A Kazakh court has sentenced a blogger and journalist to one year of “restricted freedom” -- a parole-like limitation -- and 100 hours of forced labor on what the Committee to Protect Journalists (CPJ) called “trumped-up charges.”
The court in the capital, Nur-Sultan, also banned Aigul Otepova on April 29 from conducting “public and political activities” for three years, including working in the media, after convicting her of participating in banned political groups.
Otepova, who has denied the charges, said she plans to appeal the ruling.
She and her lawyer said they believe the case is an attempt to silence her reporting that is critical of state authorities.
The conviction “once again demonstrates how the country’s laws banning so-called extremist groups are routinely used to stifle political dissent,” said Gulnoza Said, CPJ’s Europe and Central Asia program coordinator.
Said urged the authorities to “overturn this baseless sentence on appeal” and ensure that Otepova’s “rights to conduct investigative journalism and express critical opinions are fully respected.”
Otepova was detained in mid-September and put under house arrest after she placed a post on Facebook criticizing official efforts to curb the coronavirus outbreak.

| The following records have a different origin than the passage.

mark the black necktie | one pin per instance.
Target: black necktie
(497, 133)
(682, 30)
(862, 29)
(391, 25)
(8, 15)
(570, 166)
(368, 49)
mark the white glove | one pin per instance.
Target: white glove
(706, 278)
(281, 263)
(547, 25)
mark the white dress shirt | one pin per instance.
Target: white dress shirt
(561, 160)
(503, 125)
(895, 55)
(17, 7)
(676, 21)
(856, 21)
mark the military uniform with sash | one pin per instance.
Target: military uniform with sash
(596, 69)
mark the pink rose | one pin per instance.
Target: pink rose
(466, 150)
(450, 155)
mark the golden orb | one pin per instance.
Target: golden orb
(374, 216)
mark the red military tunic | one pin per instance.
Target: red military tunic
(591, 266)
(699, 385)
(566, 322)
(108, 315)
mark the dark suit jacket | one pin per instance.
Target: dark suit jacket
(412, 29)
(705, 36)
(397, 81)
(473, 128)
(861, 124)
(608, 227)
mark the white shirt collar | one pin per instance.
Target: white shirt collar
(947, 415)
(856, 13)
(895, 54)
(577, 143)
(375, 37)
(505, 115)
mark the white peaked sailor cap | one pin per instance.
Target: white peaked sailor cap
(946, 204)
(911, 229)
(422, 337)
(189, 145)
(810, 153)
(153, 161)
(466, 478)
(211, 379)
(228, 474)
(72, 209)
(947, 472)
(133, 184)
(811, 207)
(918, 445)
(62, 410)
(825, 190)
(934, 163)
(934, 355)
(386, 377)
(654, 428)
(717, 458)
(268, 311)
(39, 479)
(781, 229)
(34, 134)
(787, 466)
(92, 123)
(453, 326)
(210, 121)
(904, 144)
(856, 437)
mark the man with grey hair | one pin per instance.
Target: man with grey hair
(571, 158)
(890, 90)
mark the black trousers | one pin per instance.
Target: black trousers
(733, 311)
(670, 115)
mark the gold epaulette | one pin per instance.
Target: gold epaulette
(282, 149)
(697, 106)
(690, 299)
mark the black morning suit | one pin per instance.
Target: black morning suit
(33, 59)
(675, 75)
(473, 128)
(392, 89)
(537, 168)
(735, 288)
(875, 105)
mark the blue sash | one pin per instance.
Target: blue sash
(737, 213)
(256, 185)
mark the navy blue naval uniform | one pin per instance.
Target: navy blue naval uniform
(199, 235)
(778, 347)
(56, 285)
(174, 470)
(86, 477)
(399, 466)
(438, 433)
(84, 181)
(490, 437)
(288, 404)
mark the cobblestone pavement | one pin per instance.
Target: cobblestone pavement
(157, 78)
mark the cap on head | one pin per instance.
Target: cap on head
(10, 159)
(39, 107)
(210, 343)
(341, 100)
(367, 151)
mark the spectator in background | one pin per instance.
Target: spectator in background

In November, she was placed in a psychiatric clinic for 18 days for a mandatory mental-health evaluation. The journalist was released on December 11 and remained under house arrest.
Human rights groups have criticized the Kazakh government for years for persecuting independent and opposition journalists.
Rights activists in Kazakhstan have criticized authorities for using Soviet-era methods of stifling dissent by placing opponents in psychiatric clinics.